First-time financing (companies receiving venture capital for the first time) dollars decreased 12 percent to $2.2 billion in the fourth quarter, as the number of deals declined by 20 percent to 322 compared to the previous quarter. First-time financings accounted for 19 percent of all dollars and 33 percent of all deals in the fourth quarter.

Of the companies receiving venture capital funding for the first time in the fourth quarter, Software companies captured the largest share, accounting for 37 percent of the dollars and 39 percent of the deals with $811 million going into 125 deals. First-time funding in the Life Sciences sector during the fourth quarter was up 17 percent in dollars and up 2 percent in deals, rising to $485 million going into 47 deals. In 2015, Life Sciences investments are up 67 percent in dollars and 15 percent in deals versus 2014.

The average first-time deal in the fourth quarter was $6.8 million, up from $6.2 million in the prior quarter. Seed/Early stage companies received the bulk of first-time investments, capturing 72 percent of the dollars and 82 percent of the deals in the fourth quarter.

MoneyTree Report results are available online at www.pwcmoneytree.com and www.nvca.org.

Note to the Editor

Information included in this release or related venture capital investment data should be cited in the following way: “The MoneyTree™ Report by PricewaterhouseCoopers and the National Venture Capital Association based on data from Thomson Reuters” or “PwC/NVCA MoneyTree™ Report based on data from Thomson Reuters.” After the first reference, subsequent references may refer to PwC/NVCA MoneyTree Report, PwC/NVCA or MoneyTree Report. Charts and tables displaying the data are sourced to “PricewaterhouseCoopers/National Venture Capital Association MoneyTree™ Report, Data: Thomson Reuters.” After the first reference, subsequent references may refer to PwC/NVCA MoneyTree Report, PwC/NVCA, MoneyTree Report or MoneyTree.

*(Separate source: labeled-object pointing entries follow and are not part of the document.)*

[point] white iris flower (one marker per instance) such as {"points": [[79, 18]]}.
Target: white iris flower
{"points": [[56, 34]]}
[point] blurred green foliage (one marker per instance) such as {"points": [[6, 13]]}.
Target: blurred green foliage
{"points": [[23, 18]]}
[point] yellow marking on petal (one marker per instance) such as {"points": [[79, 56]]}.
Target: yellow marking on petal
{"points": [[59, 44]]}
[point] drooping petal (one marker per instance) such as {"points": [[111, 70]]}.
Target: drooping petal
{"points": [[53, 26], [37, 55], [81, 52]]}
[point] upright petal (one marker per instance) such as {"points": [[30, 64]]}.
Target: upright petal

About the PricewaterhouseCoopers/National Venture Capital Association MoneyTree™ Report
The MoneyTree™ Report measures cash-for-equity investments by the professional venture capital community in private emerging companies in the U.S. It is based on data provided by Thomson Reuters. The survey includes the investment activity of professional venture capital firms with or without a U.S. office, SBICs, venture arms of corporations, institutions, investment banks and similar entities whose primary activity is financial investing. Where there are other participants such as angels, corporations, and governments, in a qualified and verified financing round the entire amount of the round is included. Qualifying transactions include cash investments by these entities either directly or by participation in various forms of private placement. All recipient companies are private, and may have been newly-created or spun-out of existing companies.

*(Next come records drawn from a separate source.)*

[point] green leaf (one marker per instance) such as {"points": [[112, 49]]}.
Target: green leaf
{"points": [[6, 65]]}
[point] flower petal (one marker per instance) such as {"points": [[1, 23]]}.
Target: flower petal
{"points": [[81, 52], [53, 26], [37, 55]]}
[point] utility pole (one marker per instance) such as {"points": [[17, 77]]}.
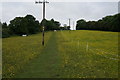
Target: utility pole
{"points": [[43, 2], [69, 21], [73, 26]]}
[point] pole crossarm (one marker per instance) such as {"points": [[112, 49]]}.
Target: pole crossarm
{"points": [[42, 2]]}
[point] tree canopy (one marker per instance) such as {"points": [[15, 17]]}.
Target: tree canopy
{"points": [[108, 23]]}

The survey excludes debt, buyouts, recapitalizations, secondary purchases, IPOs, investments in public companies such as PIPES (private investments in public entities), investments for which the proceeds are primarily intended for acquisition such as roll-ups, change of ownership, and other forms of private equity that do not involve cash such as services-in-kind and venture leasing.

Investee companies must be domiciled in one of the 50 U.S. states or DC even if substantial portions of their activities are outside the United States.

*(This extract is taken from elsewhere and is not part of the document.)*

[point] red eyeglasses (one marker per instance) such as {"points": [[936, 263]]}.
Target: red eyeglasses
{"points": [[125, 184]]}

Data is primarily obtained from a quarterly survey of venture capital practitioners conducted by Thomson Reuters. Information is augmented by other research techniques including other public and private sources. All data is subject to verification with the venture capital firms and/or the investee companies. Only professional independent venture capital firms, institutional venture capital groups, and recognized corporate venture capital groups are included in venture capital industry rankings.